Vertus du localisme et de l’éducation au grand air, défense de la nature et du monde agricole… : des groupes réactionnaires, voire carrément d’extrême droite s’emparent de plus en plus souvent de thématiques qu’on imagine a priori plutôt écolos. En septembre dernier, le porte-parole de Génération Identitaire sortait ainsi de sa manche le concept de « Zones identitaires à défendre », des campagnes « recolonisées » par les Français « de souche » pour défendre la « civilisation européenne » dans la guerre civile qui vient.
Les ZID de Génération identitaire ne sont hélas ni un phénomène isolé, ni une nouveauté. Voilà un bon moment que des groupes liés à l'extrême droite identitaire appellent à repeupler les campagnes pour y « défendre les terroirs ». Le projet le plus abouti du lot est sans doute la « ferme nationaliste » La Desouchière, créée dans la Nièvre en 2009, qui se présentait comme un projet d’artisans et de cultivateurs bios, et servait en réalité de point de ralliement à de nombreuses composantes de la mouvance identitaire. Ce nom de mauvais goût (évoquant les Français « de souche ») a été rapidement abandonné au profit d’un branding plus discret : le lieu est resté actif jusqu’en 2021 sous le nom de « La maison des Elfes » (pour «Européens, Libres, Fiers, Enracinés et Solidaires»), en convoquant une imagerie mêlant chevalerie et antiquité. Mais les idées étaient les mêmes.

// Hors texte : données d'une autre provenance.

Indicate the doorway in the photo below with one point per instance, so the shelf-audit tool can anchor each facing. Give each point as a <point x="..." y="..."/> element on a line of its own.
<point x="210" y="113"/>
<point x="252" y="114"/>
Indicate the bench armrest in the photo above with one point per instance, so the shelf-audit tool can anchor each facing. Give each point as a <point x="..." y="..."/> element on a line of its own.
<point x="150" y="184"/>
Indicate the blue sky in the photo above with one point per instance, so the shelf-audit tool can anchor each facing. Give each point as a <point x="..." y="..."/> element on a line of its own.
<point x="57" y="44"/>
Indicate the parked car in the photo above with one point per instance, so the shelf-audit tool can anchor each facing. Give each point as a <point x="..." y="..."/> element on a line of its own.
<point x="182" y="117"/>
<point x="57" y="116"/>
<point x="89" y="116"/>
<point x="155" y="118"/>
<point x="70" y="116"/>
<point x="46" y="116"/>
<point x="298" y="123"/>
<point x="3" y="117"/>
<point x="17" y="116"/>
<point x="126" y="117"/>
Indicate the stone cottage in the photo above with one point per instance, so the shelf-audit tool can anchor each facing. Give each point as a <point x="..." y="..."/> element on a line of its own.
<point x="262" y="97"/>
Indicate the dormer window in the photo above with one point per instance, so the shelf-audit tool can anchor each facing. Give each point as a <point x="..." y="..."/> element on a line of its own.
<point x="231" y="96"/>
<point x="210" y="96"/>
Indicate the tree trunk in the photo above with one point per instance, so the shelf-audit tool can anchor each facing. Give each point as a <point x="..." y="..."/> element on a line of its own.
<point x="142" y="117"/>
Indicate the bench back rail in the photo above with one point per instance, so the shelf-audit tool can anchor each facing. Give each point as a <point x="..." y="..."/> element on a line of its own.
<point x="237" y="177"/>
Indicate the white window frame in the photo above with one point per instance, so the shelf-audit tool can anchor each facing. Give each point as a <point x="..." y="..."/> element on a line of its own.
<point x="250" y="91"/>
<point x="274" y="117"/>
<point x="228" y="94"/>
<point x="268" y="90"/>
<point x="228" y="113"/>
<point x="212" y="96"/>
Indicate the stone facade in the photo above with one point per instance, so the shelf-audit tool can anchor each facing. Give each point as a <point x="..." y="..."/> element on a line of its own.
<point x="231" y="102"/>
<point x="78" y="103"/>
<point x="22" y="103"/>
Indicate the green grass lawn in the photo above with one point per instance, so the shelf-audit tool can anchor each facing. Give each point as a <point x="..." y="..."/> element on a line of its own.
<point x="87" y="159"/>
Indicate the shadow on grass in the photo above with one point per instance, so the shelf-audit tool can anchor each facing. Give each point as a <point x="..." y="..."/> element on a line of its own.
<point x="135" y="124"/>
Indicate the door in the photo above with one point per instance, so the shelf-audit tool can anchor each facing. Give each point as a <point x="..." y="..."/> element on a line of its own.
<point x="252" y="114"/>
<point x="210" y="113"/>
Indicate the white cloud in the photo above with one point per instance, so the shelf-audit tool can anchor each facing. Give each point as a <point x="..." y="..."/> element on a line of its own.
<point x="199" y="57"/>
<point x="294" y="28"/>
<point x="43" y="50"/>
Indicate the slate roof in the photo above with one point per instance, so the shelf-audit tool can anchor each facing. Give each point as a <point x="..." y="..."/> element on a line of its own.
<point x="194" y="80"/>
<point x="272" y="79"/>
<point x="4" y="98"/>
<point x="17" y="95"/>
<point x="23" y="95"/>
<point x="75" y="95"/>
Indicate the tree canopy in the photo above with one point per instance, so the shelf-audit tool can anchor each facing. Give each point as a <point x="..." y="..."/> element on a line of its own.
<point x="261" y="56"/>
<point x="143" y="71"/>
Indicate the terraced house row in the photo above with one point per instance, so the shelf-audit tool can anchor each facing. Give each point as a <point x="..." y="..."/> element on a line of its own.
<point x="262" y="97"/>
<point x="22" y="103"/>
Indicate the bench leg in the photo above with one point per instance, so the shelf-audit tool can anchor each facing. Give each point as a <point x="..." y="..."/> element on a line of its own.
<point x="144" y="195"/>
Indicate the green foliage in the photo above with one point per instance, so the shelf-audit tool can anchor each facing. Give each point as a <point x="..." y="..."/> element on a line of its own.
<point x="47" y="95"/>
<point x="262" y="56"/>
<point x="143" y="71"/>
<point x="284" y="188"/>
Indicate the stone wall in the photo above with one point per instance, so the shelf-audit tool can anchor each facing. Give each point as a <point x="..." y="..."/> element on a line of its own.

Encore plus flippant : dans l’Hérault, dans le petit village de La Salvetat-sur-Agout, des identitaires tendance survivalistes / paranoïaques se sont regroupés au sein de la « Communauté de la Rose et de l’Épée » depuis 2015, comme le racontait Pierre Plottu dans Slate en 2020. Leur gourou, Joël Labruyère, est dans le viseur de la Miviludes depuis longtemps, notamment suite à la mort d'une de ses adeptes faute de soins médicaux, en 2011. La communauté avait atteint une certaine renommée dans les cercles d'extrême droite pour son groupe de folk identitaire les Brigandes, au point d'attirer l'attention des médias et de susciter des manifestations dans le village. Les Brigandes ont fini par annoncer leur dissolution en 2021, et la communauté a décidé de faire profil bas pour s’éviter de nouveaux ennuis, mais elle existe toujours. Joël Labruyère n’apparaît plus guère que dans des médias pro-russes.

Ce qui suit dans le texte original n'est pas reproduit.